Proceratophrys salvatori
- Conservation status: Least Concern (IUCN 3.1)

Scientific classification
- Kingdom: Animalia
- Phylum: Chordata
- Class: Amphibia
- Order: Anura
- Family: Odontophrynidae
- Genus: Proceratophrys
- Species: P. salvatori
- Binomial name: Proceratophrys salvatori (Caramaschi, 1996)
- Synonyms: Odontophrynus salvatori Caramaschi, 1996

= Proceratophrys salvatori =

- Authority: (Caramaschi, 1996)
- Conservation status: LC
- Synonyms: Odontophrynus salvatori Caramaschi, 1996

Species of frog

Proceratophrys salvatori is a species of frog in the family Odontophrynidae. It is endemic to Brazil and known from eastern Goiás and the Federal District.

==Habitat==
The frog's natural habitat is Cerrado savanna, where it occurs on the ground near waterbodies. It has been found in gallery forest and in open-canopy forest, but not in areas that humans have substantially disturbed. Scientists observed it between 100 and 800 meters above sea level. Its range includes many protected areas.

==Reproduction==
While this frog may be nocturnal, male frogs have been heard calling during the day.
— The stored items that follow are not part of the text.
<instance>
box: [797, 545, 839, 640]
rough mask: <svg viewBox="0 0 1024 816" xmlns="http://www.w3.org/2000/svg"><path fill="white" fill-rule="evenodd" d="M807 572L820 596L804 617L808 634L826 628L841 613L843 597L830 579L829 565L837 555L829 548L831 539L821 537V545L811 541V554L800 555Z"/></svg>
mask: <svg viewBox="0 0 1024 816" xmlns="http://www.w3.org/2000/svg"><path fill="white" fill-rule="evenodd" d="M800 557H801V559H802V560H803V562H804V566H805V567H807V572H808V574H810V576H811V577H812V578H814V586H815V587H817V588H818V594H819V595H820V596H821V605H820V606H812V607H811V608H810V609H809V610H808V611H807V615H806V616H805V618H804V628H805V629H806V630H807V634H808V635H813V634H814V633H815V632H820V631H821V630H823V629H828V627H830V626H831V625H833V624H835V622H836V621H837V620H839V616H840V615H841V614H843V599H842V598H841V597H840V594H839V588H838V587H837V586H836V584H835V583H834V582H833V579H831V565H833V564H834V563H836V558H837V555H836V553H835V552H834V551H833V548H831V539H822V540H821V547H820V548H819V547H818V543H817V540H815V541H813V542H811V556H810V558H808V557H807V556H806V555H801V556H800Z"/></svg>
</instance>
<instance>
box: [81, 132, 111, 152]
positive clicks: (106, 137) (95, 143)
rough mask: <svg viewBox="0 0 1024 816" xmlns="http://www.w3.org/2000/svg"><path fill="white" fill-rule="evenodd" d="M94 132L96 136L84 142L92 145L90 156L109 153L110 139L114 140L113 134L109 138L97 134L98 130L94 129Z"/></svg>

The tadpoles develop in small temporary streams.

==Threats==
The IUCN classifies this frog as least concern of extinction and notes that its population is decreasing. Its principal threat is habitat loss. Human beings have converted large amounts of forest to livestock grazing areas and have since converted many of those grazing areas to soybean or sugarcane monoculture farms or to tree farms for non-native tree species. Agrochemicals can also hurt this frog.